Just as ATD’s annual Chapter Leaders Conference brings together approximately 300 colleagues from across the country to learn about leadership from each other (and connects us with colleagues offsite through our use of the conference backchannel), the NMC Summer Conference brought together approximately300 educators from around the world to learn about ed-tech from each other—peer-to-peer learning and dissemination of ideas and best practices at its best.

The result was that the learning began as soon as we arrived on site and began talking with each other over meals. Learning continued during the formal keynote and breakout sessions. And learning took fascinating twists by turning an open conference center meeting space into an innovative learning space through an “Idea Lab” series of poster sessions.

The Idea Lab space was one that every trainer-teacher-learner should have been able to experience first-hand. Some presentations mirrored the traditional poster-board format with presenters using printed posters as the backdrop for their brief live presentations. A presentation on massive open online courses (MOOCs) had participants use tablets to view a variety of short pre-recorded presentations on the topics. And a stunningly effective and engaging session about  how an elementary-school teacher integrated social media tools into the learning process across a wide range of topics:

  • Using Skype so students can talk to other students across the country as a way of learning geography

  • Using tablets to write essays on substantive matters including the civil rights movement

  • Using Twitter to hone English-language skills by writing grammatically correct sentences before tweeting them out.

One Idea Lab session by teacher-trainer-learner (Cheryl Steighner) had her fourth- and fifth-grade learners talk to us informally about how and what they learned through the learning she facilitated—thereby making them part of our trainer-teacher-learner community.

Moving forward

We have all read about learning organizations through the work of Peter Senge in his best-selling book The Fifth Discipline: The Art & Practice of the Learning Organization. We have experienced the power of participating in communities of practice through ATD and other organizations. We have been engaged through our own communities of learning and personal learning networks. And a few of us have been experimenting with enhancing our onsite-online learning spaces through presentations at ATD chapter meetings along the lines of what NMC colleague Samantha Becker and I most recently accomplished again with the ATD Golden Gate Chapter’s Horizon Report session.

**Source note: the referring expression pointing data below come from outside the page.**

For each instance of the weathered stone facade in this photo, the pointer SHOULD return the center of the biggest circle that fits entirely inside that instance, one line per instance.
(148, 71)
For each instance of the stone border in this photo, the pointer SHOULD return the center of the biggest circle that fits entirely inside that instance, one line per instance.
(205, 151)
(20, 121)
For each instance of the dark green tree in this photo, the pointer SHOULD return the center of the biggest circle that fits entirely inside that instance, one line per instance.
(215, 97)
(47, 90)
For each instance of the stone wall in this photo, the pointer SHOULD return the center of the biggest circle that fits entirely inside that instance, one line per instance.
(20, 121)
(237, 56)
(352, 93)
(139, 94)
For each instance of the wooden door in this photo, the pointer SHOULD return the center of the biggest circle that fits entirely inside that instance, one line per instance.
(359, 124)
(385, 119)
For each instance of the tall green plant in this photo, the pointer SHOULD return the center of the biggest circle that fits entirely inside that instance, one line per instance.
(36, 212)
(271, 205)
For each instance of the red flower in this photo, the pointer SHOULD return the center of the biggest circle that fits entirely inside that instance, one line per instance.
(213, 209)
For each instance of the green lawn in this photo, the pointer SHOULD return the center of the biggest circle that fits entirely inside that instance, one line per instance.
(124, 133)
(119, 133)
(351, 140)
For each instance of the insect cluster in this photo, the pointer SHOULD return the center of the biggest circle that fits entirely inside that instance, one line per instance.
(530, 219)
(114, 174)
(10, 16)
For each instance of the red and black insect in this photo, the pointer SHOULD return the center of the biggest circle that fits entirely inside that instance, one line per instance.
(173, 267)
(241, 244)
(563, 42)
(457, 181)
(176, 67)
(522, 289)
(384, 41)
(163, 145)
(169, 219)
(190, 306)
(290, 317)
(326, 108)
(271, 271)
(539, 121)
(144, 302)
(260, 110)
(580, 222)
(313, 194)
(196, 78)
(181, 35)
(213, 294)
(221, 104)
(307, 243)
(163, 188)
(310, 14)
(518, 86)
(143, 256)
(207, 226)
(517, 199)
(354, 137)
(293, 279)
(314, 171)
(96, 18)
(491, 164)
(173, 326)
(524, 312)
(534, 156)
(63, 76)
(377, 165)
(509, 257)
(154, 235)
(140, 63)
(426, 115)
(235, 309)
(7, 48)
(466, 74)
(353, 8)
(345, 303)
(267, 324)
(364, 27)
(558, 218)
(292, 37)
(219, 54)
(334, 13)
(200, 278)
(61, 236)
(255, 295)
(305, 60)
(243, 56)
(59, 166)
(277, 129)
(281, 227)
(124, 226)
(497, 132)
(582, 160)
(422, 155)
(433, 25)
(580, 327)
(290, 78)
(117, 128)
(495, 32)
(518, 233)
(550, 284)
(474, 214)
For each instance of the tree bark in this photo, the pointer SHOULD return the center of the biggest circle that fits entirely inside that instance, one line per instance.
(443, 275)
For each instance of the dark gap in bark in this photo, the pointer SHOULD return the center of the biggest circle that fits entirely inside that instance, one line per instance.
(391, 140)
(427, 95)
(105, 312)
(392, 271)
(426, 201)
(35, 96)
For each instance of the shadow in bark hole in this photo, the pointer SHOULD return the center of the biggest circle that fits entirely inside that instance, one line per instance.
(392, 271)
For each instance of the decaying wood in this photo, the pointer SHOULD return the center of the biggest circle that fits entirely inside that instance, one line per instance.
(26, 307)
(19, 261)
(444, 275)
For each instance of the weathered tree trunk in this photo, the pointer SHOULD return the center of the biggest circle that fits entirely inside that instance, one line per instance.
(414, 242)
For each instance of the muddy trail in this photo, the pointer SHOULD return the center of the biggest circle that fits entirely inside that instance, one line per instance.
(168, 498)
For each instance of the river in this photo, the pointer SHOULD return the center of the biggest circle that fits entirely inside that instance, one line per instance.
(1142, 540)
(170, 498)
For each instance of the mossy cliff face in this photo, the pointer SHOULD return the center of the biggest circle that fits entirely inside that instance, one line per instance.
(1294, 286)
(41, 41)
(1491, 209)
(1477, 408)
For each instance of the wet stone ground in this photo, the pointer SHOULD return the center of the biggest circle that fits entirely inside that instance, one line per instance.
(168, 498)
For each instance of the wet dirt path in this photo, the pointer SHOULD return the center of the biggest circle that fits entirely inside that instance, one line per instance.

But it takes a gathering at the level of NMC’s ed-tech conference or ATD’s Chapter Leaders Conference to remind us that our learning spaces are all around us—. Whether onsite, online, or blended, learning spaces have extremely permeable physical and virtual walls. Learning spaces are changing in ways that require our attention and our collaboration so we can continue shaping them in ways that meet the needs of our current and future learners.